1. A system for detecting a target analyte in a breath sample, the system comprising:

a breath capture mechanism for capturing the target analyte from the breath sample, and wherein the captured analyte is transferred to a testing solution;

a sensor device including:

a receptor for selectively binding the target analyte, wherein the receptor and the bound analyte together form a receptor-analyte complex; and

a sensor including:

at least one electrode;

wherein a surface of the sensor binds the receptor-analyte complex when the sensor is exposed to the testing solution containing the target analyte; and

an analyzer for analyzing the sensor to determine a target analyte level, the analyzer comprising an electronics subsystem for determining a change in an electrical property of the sensor caused by the presence of the receptor-analyte complex, and wherein the analyzer generates the target analyte level based on the change in the electrical property.

2. The system of claim 1, wherein the target analyte comprises a non-volatile compound.

3. The system of claim 1, wherein the target analyte comprises tetrahydrocannabinol.

4. The system of claim 1, wherein the electrical property is impedance, capacitance, current, resistance, or voltage.

5. The system of claim 1, wherein the target analyte level is determined by comparing the electrical property of the sensor with the target analyte present to a reference.

6. The system of claim 5, wherein the reference is generated internally to the system.

7. The system of claim 1, further comprising a fluidics system for transporting a fluid component of the sensor device.

8. The system of claim 1, wherein the sensor device comprises a microfluidic chip.

9. The system of claim 1, wherein the receptor is affixed to the surface of the at least one electrode.

10. The system of claim 1, wherein the at least one electrode comprises a working electrode, a reference electrode, and a counter electrode.

11. The system of claim 1, wherein the electronics subsystem determines the change in the electrical property using at least one of a pulsed technique, an impedance spectroscopy technique, and a voltamperometric technique.

12. The system of claim 1, further comprising a sensor cartridge, wherein the sensor cartridge comprises the sensor and the receptor.

13. The system of claim 12, wherein the sensor cartridge further comprises the breath capture mechanism.

14. The system of claim 12, wherein the sensor cartridge further comprises a microfluidics system for transporting a fluid component of the sensor device.

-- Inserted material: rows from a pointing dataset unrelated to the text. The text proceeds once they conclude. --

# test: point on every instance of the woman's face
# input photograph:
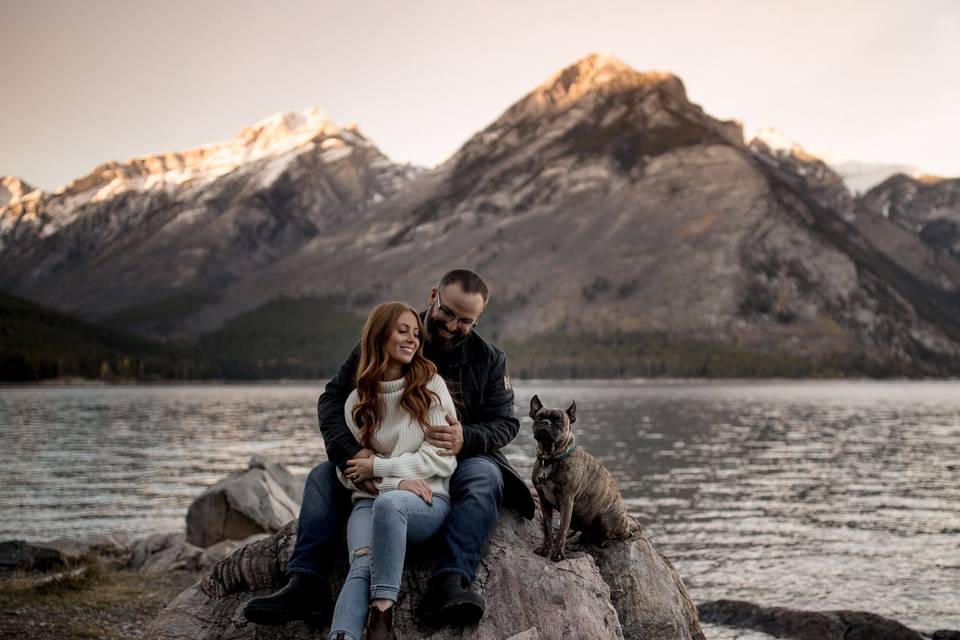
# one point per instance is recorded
(403, 341)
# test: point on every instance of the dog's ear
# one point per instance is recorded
(535, 406)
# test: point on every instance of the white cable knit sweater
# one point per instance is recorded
(402, 451)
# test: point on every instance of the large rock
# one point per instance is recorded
(260, 499)
(164, 552)
(807, 625)
(625, 591)
(20, 555)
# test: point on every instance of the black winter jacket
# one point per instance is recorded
(476, 374)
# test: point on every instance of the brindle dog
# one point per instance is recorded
(573, 482)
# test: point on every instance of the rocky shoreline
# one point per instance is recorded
(238, 537)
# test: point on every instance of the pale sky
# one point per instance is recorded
(88, 81)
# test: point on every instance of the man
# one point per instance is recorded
(476, 374)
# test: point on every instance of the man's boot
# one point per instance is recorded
(380, 624)
(305, 597)
(450, 600)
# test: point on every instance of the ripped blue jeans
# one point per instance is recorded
(377, 535)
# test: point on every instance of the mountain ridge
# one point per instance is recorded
(601, 203)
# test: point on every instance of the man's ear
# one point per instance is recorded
(535, 406)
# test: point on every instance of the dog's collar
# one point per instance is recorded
(560, 457)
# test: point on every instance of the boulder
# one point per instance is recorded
(806, 625)
(260, 499)
(595, 593)
(20, 555)
(163, 552)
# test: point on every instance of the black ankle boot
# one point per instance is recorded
(450, 600)
(380, 624)
(305, 597)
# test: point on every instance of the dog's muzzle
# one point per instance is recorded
(542, 436)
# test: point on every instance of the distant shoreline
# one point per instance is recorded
(94, 382)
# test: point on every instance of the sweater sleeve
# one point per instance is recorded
(426, 461)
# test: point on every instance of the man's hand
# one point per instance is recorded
(363, 457)
(360, 469)
(419, 487)
(447, 437)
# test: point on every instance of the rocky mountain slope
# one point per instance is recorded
(173, 229)
(928, 206)
(607, 211)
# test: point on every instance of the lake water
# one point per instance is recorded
(814, 495)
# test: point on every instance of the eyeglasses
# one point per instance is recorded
(447, 315)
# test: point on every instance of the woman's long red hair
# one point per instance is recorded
(374, 361)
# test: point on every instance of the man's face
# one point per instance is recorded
(452, 314)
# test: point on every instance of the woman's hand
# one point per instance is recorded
(419, 487)
(359, 469)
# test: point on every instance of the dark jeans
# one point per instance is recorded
(476, 492)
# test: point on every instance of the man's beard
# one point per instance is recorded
(434, 327)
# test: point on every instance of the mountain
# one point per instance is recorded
(606, 207)
(38, 343)
(623, 229)
(171, 230)
(20, 223)
(860, 177)
(928, 206)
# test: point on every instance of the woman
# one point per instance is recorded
(398, 394)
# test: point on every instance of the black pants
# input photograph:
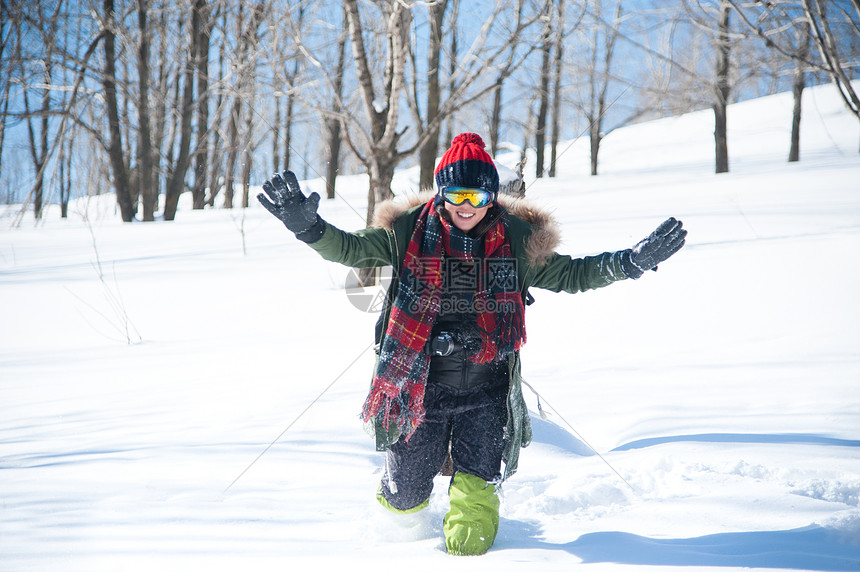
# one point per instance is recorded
(472, 421)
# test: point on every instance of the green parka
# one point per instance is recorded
(533, 236)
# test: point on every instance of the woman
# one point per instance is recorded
(448, 374)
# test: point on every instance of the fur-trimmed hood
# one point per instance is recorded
(543, 236)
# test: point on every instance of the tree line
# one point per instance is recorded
(150, 99)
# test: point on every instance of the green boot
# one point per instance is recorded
(472, 522)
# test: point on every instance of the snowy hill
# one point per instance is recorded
(721, 389)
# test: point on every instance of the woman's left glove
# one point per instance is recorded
(283, 198)
(657, 247)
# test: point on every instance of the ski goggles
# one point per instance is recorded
(458, 195)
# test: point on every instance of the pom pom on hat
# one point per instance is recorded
(467, 164)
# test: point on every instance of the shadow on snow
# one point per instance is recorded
(808, 548)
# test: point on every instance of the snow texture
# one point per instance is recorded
(722, 388)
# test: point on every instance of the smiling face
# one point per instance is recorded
(464, 216)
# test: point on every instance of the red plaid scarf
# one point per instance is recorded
(397, 391)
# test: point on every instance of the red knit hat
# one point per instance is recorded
(466, 164)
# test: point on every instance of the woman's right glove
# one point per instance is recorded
(657, 247)
(283, 198)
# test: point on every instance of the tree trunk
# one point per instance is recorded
(176, 183)
(798, 86)
(543, 106)
(118, 165)
(232, 151)
(247, 159)
(427, 153)
(556, 92)
(333, 126)
(722, 91)
(144, 137)
(496, 119)
(201, 156)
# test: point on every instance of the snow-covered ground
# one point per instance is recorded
(723, 389)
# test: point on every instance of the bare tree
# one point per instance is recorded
(201, 155)
(176, 181)
(556, 90)
(722, 89)
(547, 44)
(115, 150)
(145, 169)
(333, 124)
(428, 151)
(832, 27)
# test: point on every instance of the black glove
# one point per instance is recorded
(283, 198)
(648, 253)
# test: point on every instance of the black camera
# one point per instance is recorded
(443, 344)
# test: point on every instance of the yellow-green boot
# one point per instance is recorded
(472, 522)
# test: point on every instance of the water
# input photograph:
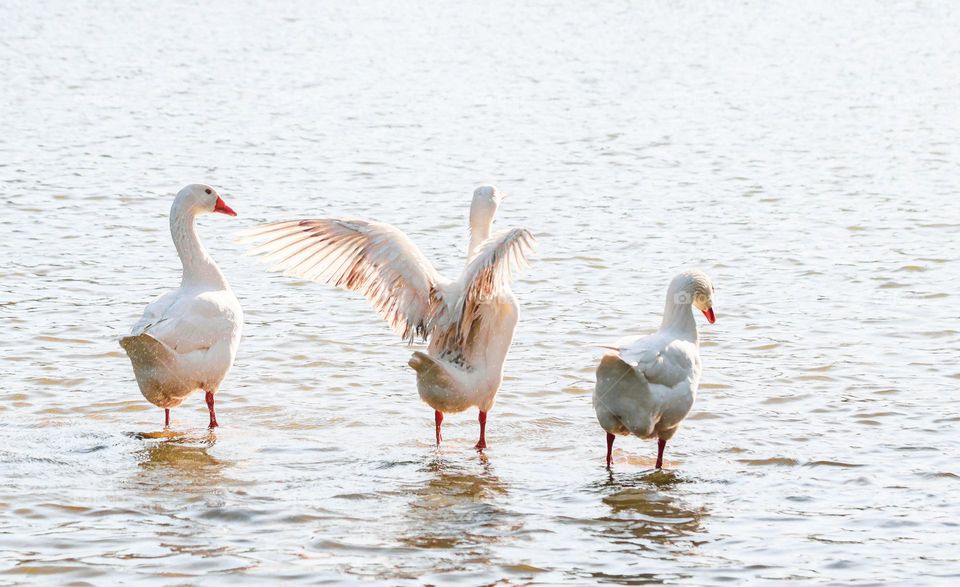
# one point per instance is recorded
(804, 154)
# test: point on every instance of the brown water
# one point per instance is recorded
(804, 154)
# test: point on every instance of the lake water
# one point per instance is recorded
(805, 154)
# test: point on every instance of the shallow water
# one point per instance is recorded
(804, 154)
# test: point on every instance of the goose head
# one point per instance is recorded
(694, 287)
(486, 200)
(202, 199)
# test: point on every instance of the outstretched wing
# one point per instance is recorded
(370, 258)
(487, 275)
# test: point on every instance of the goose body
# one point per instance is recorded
(647, 385)
(468, 322)
(187, 338)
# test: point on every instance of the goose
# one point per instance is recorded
(468, 322)
(188, 337)
(647, 385)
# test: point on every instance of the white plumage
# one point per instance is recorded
(188, 337)
(647, 385)
(469, 322)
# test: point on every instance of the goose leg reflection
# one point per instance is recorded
(482, 443)
(213, 413)
(661, 444)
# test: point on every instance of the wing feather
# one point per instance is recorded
(373, 259)
(487, 275)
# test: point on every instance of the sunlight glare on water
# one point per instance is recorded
(804, 154)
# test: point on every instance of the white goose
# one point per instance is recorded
(469, 322)
(647, 385)
(188, 337)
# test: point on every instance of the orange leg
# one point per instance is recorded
(610, 438)
(661, 444)
(213, 413)
(482, 443)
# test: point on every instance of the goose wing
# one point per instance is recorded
(487, 276)
(373, 259)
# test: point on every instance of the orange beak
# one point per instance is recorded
(222, 208)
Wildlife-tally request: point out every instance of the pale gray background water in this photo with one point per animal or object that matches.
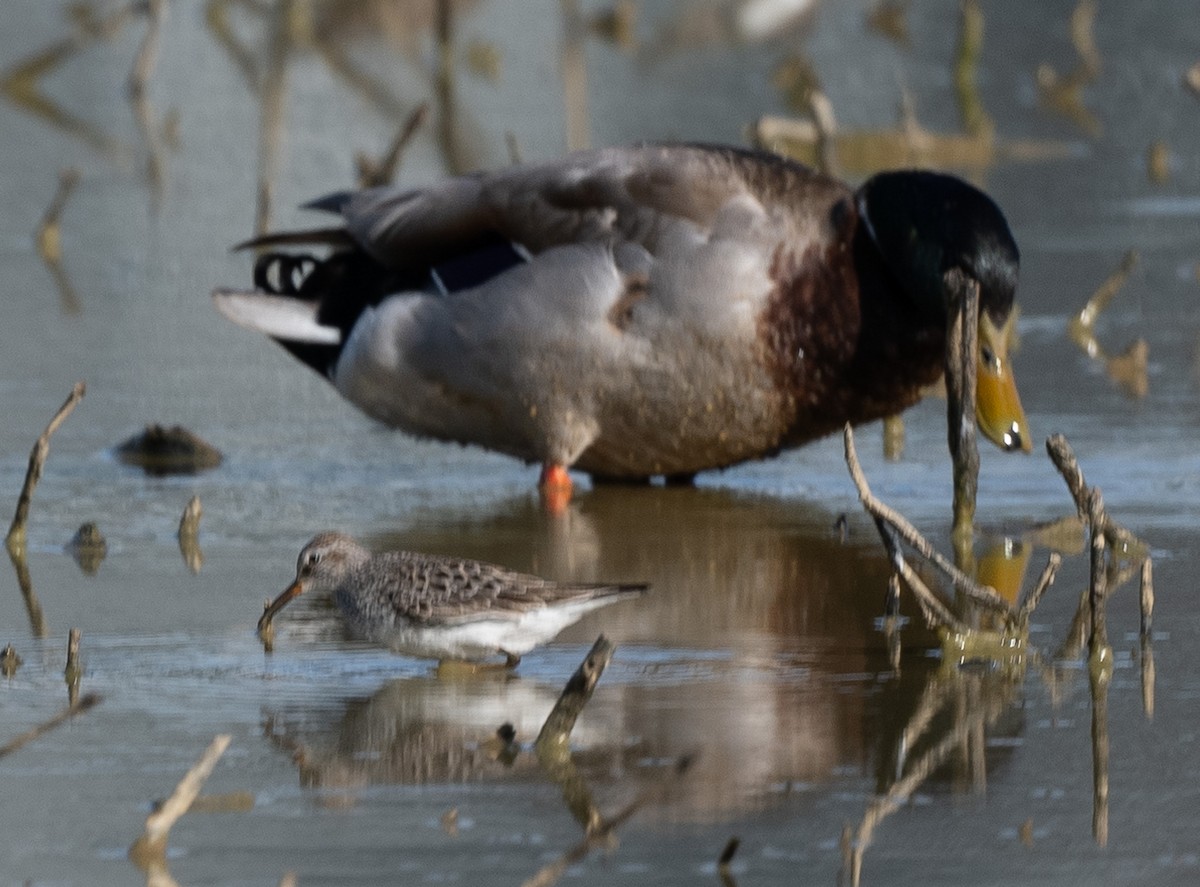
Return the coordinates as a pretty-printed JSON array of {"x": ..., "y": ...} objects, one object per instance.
[{"x": 757, "y": 649}]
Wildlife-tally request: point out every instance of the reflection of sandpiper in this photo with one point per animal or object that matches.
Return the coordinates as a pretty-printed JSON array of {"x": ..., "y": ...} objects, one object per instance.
[{"x": 441, "y": 607}]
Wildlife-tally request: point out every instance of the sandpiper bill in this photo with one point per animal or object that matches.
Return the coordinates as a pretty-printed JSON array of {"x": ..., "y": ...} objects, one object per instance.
[{"x": 441, "y": 607}]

15. A method of detecting a target analyte in a breath sample, the method comprising:

capturing the target analyte from the breath sample;

transferring the target analyte to a testing solution;

selectively binding the target analyte to form a receptor-analyte complex;

measuring a change in an electrical property caused by the presence of the receptor-analyte complex; and

determining a target analyte level using the change in the electrical property.

16. The method of claim 15, wherein the electrical property is impedance, capacitance, current, resistance, or voltage.

17. The method of claim 15, wherein the steps of capturing the target analyte, transferring the target analyte, and selectively binding the target analyte, are carried out on a microfluidic chip.

18. A method of evaluating a breath sample for a target analyte, the method comprising:

capturing the target analyte from the breath sample;

exposing a sensor to a testing solution, wherein the testing solution includes the captured analyte, and wherein the sensor includes at least one electrode and a receptor for selectively binding the target analyte; and

selectively binding the target analyte in the testing solution to form a receptor-analyte complex on a surface of the sensor; and

wherein the presence of the receptor-analyte complex generates a measurable change in an electrical property of the sensor.

19. The method of claim 18, further comprising transferring the captured analyte to the testing solution.

20. The method of claim 18, further comprising determining a target analyte level for the breath sample using the change in the electrical property of the sensor.